Judge Cabranes filed a separate dissenting opinion “to underscore that the issue at hand is indisputably important, creates a circuit split, and surely deserves further appellate review.”  Tellingly, he added, “[t]his is one of those unusual cases where we can infer that the denial of in banc review can only be explained as a signal that the matter can and should be resolved by the Supreme Court.”  So, the analytical Donnybrook now may move to a broader venue.

 The final dissent was authored by Judge Reena Raggi and joined by Judge Richard Wesley.  Judge Raggi maintained that the panel decision holding a class action waiver unenforceable was “at odds” with Coneff v. AT&T Corp., and based on applicable Supreme Court precedent, created an unnecessary circuit split, as “forcefully advanced by Judge Chief Judge Jacobs.”

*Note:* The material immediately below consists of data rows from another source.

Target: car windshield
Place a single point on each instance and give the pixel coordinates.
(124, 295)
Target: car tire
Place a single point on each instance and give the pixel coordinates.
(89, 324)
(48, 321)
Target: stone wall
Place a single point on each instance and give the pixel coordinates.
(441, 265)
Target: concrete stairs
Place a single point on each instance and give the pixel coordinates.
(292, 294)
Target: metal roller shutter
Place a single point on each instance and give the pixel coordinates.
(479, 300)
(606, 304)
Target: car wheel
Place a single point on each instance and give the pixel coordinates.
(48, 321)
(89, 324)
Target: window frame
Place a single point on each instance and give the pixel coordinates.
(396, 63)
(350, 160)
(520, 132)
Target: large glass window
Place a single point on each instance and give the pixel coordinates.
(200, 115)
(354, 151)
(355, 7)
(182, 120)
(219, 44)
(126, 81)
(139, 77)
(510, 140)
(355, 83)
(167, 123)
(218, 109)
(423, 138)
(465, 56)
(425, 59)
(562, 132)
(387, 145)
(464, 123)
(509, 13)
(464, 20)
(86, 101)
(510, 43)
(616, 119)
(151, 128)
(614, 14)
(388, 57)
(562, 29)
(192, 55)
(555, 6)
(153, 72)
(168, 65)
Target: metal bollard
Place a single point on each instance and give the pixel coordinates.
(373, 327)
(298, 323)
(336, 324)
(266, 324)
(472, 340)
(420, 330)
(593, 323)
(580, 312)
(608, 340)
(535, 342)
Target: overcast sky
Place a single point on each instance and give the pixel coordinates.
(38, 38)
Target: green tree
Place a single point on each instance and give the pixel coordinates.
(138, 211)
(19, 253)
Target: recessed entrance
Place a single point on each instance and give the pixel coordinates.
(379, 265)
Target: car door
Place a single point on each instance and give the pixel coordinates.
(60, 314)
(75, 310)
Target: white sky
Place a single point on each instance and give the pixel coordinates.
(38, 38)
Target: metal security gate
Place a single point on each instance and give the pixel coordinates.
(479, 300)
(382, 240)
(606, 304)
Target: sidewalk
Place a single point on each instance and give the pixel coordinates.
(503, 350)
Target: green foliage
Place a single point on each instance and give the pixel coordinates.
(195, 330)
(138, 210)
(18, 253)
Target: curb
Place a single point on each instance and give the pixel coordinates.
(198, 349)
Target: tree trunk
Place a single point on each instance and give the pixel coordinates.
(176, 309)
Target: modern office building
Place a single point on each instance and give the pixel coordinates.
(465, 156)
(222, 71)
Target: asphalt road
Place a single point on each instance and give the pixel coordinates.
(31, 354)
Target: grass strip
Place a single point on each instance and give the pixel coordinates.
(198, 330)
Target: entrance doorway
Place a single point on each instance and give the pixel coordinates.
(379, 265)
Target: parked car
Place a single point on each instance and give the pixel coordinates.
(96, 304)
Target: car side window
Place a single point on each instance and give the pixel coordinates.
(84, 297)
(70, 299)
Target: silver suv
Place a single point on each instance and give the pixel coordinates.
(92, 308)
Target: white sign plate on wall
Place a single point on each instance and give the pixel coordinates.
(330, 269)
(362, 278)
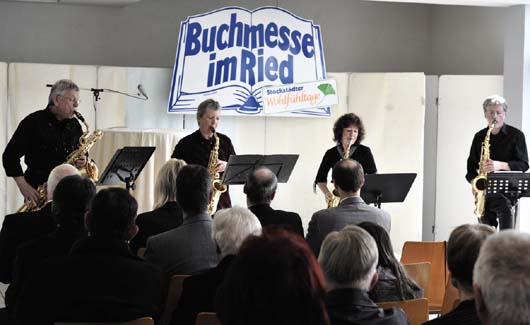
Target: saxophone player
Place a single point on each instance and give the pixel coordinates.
(44, 138)
(507, 151)
(197, 147)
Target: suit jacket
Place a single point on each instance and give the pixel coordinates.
(198, 293)
(351, 211)
(101, 280)
(268, 216)
(19, 228)
(353, 306)
(186, 249)
(34, 252)
(155, 222)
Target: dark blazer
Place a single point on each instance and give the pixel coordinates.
(155, 222)
(198, 293)
(268, 216)
(353, 306)
(101, 280)
(34, 252)
(19, 228)
(187, 249)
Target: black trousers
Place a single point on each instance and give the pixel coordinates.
(498, 207)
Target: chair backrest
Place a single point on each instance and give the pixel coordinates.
(417, 310)
(207, 319)
(451, 297)
(173, 296)
(435, 253)
(139, 321)
(420, 272)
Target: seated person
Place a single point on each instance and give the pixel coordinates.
(101, 280)
(348, 259)
(393, 281)
(167, 213)
(230, 228)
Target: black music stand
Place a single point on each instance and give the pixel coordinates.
(513, 185)
(125, 166)
(386, 188)
(240, 166)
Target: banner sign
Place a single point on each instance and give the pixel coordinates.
(298, 97)
(231, 54)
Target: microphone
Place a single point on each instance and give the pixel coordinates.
(142, 91)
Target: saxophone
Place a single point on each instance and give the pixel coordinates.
(479, 184)
(86, 141)
(333, 200)
(217, 187)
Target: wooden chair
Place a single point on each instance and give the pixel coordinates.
(435, 253)
(173, 296)
(420, 272)
(207, 319)
(139, 321)
(417, 310)
(451, 297)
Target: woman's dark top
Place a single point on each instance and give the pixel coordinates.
(361, 153)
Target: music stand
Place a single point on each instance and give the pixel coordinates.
(240, 166)
(513, 185)
(386, 188)
(125, 166)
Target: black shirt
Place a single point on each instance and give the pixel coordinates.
(195, 149)
(362, 154)
(508, 145)
(44, 141)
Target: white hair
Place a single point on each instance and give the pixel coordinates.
(348, 258)
(58, 173)
(232, 226)
(502, 272)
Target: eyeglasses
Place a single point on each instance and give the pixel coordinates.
(72, 100)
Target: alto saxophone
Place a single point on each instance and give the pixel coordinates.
(479, 184)
(86, 141)
(333, 200)
(217, 186)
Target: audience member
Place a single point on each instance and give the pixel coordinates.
(275, 279)
(463, 248)
(167, 213)
(348, 177)
(501, 279)
(230, 228)
(19, 228)
(189, 248)
(260, 189)
(70, 202)
(393, 282)
(348, 259)
(101, 280)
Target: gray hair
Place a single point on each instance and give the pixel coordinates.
(204, 105)
(502, 272)
(58, 173)
(165, 186)
(348, 258)
(60, 87)
(232, 226)
(495, 100)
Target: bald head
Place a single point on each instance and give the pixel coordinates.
(260, 187)
(56, 175)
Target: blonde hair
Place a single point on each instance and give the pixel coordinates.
(166, 182)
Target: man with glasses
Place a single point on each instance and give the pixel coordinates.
(45, 138)
(507, 152)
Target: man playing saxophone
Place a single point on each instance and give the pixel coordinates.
(507, 151)
(44, 138)
(198, 147)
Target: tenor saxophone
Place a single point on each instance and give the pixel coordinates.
(479, 184)
(217, 186)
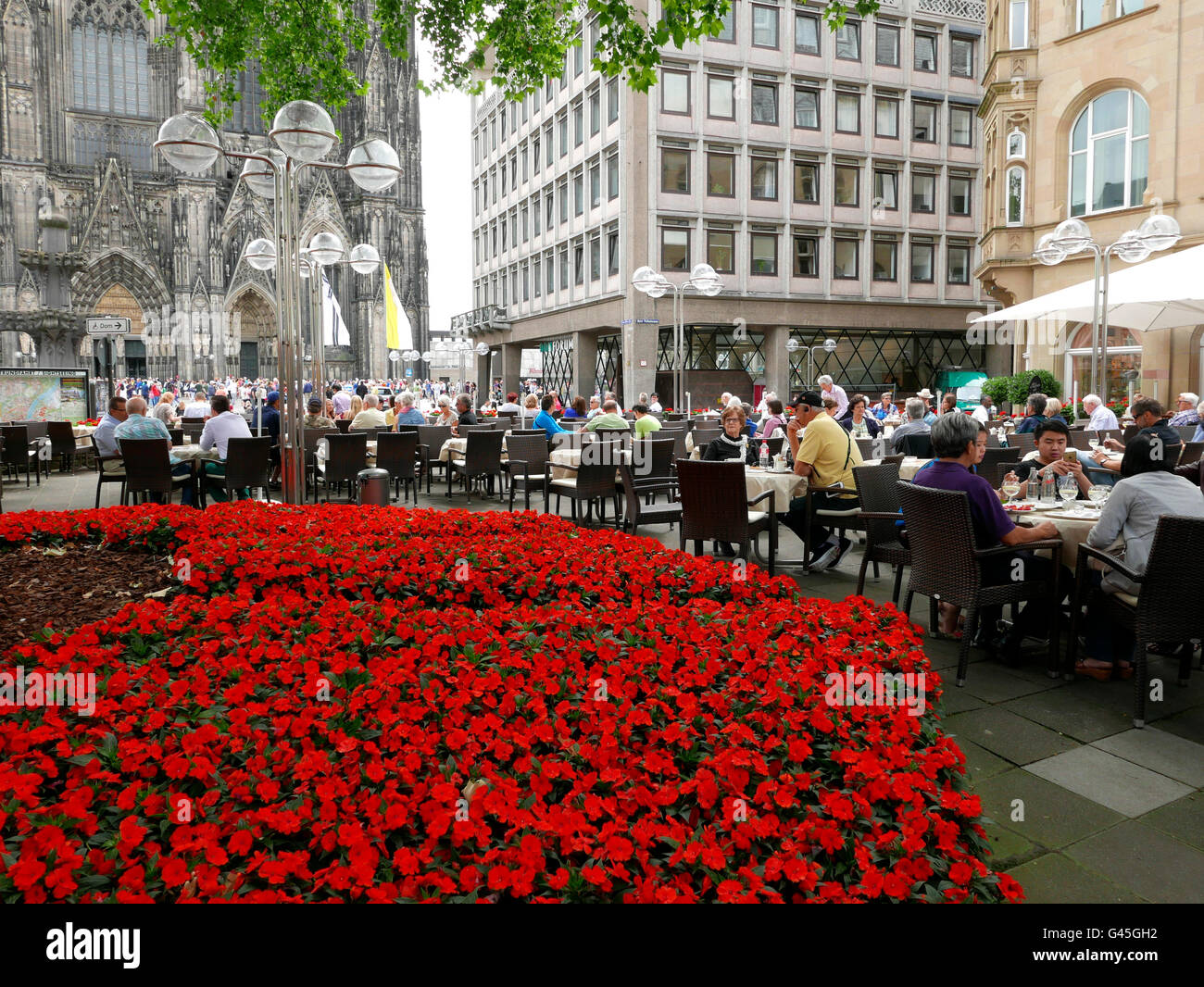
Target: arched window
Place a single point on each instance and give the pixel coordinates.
(1015, 196)
(108, 51)
(1110, 153)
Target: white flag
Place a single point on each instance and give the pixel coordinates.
(333, 330)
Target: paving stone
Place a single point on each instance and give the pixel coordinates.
(1052, 817)
(1152, 865)
(1055, 879)
(1064, 710)
(1007, 734)
(1183, 818)
(1160, 751)
(1112, 781)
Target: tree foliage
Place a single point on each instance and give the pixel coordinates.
(305, 47)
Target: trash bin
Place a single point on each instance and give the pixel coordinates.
(373, 486)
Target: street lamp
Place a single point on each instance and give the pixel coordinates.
(1072, 236)
(702, 280)
(304, 135)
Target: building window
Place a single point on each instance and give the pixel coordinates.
(844, 259)
(923, 121)
(674, 249)
(763, 253)
(925, 52)
(922, 263)
(885, 260)
(765, 103)
(847, 112)
(721, 101)
(807, 34)
(961, 125)
(674, 169)
(886, 117)
(765, 27)
(1109, 153)
(765, 179)
(961, 56)
(886, 191)
(721, 251)
(847, 41)
(923, 193)
(886, 46)
(807, 256)
(721, 175)
(959, 195)
(807, 108)
(674, 92)
(806, 181)
(1018, 24)
(846, 187)
(958, 266)
(1015, 196)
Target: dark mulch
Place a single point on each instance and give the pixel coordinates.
(71, 586)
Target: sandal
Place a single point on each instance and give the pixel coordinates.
(1090, 672)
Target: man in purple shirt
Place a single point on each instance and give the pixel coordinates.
(954, 445)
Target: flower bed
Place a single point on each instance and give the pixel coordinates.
(378, 705)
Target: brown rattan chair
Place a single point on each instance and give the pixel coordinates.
(946, 566)
(878, 492)
(345, 456)
(1157, 614)
(715, 506)
(528, 465)
(397, 454)
(482, 458)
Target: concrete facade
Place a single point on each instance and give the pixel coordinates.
(797, 173)
(1044, 72)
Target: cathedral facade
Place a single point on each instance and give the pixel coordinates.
(83, 89)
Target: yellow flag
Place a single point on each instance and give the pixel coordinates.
(398, 333)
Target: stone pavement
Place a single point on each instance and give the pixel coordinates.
(1080, 806)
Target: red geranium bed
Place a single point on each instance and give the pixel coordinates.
(374, 705)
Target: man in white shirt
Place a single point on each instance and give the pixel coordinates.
(1102, 417)
(371, 417)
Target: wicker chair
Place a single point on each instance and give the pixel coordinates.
(1157, 614)
(482, 457)
(715, 508)
(528, 465)
(946, 565)
(878, 489)
(345, 456)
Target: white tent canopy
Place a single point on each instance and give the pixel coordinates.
(1157, 294)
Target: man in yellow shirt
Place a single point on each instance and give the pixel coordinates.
(825, 456)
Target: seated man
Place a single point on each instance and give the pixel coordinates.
(221, 426)
(915, 425)
(1052, 440)
(137, 425)
(371, 417)
(608, 419)
(826, 456)
(954, 444)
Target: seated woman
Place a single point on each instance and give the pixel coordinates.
(859, 422)
(1148, 489)
(734, 442)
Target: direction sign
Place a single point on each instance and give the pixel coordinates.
(115, 326)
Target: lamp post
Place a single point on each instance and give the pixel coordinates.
(702, 280)
(1072, 236)
(304, 135)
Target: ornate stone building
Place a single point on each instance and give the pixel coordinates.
(83, 88)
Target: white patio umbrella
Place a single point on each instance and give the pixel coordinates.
(1157, 294)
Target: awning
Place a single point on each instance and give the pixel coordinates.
(1156, 294)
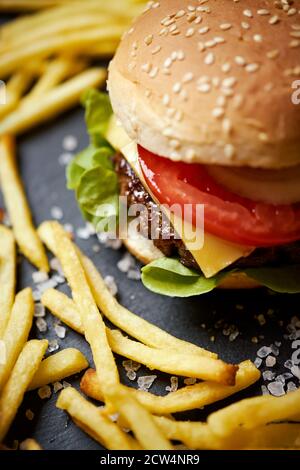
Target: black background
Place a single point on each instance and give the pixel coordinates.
(44, 179)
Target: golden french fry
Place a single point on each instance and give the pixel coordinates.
(17, 384)
(15, 88)
(72, 42)
(54, 368)
(17, 206)
(64, 308)
(120, 316)
(165, 360)
(254, 412)
(30, 444)
(92, 321)
(139, 420)
(16, 332)
(89, 418)
(56, 71)
(7, 275)
(53, 102)
(186, 398)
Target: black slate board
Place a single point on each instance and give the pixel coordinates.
(44, 179)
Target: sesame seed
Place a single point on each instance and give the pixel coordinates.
(263, 12)
(229, 82)
(226, 67)
(166, 99)
(257, 37)
(209, 58)
(273, 54)
(274, 19)
(190, 32)
(180, 14)
(203, 30)
(225, 26)
(148, 39)
(188, 77)
(239, 60)
(252, 67)
(245, 25)
(248, 13)
(177, 87)
(229, 151)
(204, 88)
(156, 50)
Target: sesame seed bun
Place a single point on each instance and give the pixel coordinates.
(145, 251)
(210, 81)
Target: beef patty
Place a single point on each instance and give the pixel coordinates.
(132, 188)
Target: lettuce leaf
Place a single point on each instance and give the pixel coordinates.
(91, 173)
(167, 276)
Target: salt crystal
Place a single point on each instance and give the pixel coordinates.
(296, 371)
(268, 375)
(126, 262)
(39, 276)
(60, 330)
(276, 389)
(264, 351)
(190, 381)
(57, 386)
(174, 385)
(39, 310)
(53, 345)
(70, 143)
(264, 390)
(134, 274)
(291, 386)
(29, 414)
(146, 381)
(57, 213)
(258, 362)
(270, 361)
(44, 392)
(111, 285)
(41, 325)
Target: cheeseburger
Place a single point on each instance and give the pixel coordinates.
(201, 112)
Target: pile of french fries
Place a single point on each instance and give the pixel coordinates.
(47, 59)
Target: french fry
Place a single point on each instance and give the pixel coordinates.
(7, 275)
(15, 88)
(190, 365)
(131, 323)
(53, 102)
(139, 420)
(121, 317)
(56, 71)
(175, 363)
(17, 331)
(254, 412)
(73, 42)
(30, 444)
(92, 321)
(94, 423)
(18, 208)
(184, 399)
(17, 384)
(54, 368)
(64, 308)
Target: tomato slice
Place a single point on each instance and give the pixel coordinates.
(227, 215)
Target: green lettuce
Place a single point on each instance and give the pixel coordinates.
(91, 173)
(167, 276)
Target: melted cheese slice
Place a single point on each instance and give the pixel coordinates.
(216, 254)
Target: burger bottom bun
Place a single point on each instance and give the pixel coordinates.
(145, 251)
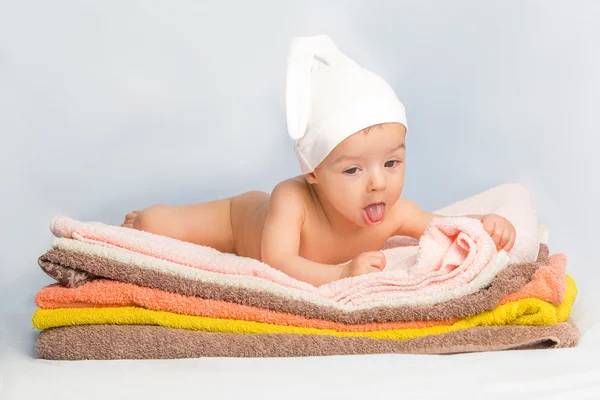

III.        The Next Battle?

As the dissents suggest, this dispute likely will find its way to the U.S. Supreme Court.  AMEX III’s “vindication of statutory rights analysis” is not confined to anti-trust cases.  As Chief Judge Jacobs noted, the decision’s elastic principles have been applied to federal employment claims and could be used with respect to any federal claim.  Indeed, three employment-related class action waiver cases are currently before the Second Circuit, two involve alleged violations of the Fair Labor Standards Act, and the third is premised on Title VII gender discrimination.  They involve Citigroup, Inc., Ernst & Young LLP and Goldman Sachs & Co.

 The Bottom Line:  The AMEX III decision warrants U.S. Supreme Court review.  Until then, it remains a potential impediment to enforcing class action waivers involving federal claims, at least in the Second Circuit.  Its “vindication of federal statutory rights analysis,” provides plaintiff’s lawyers with a weapon to attack class action waivers.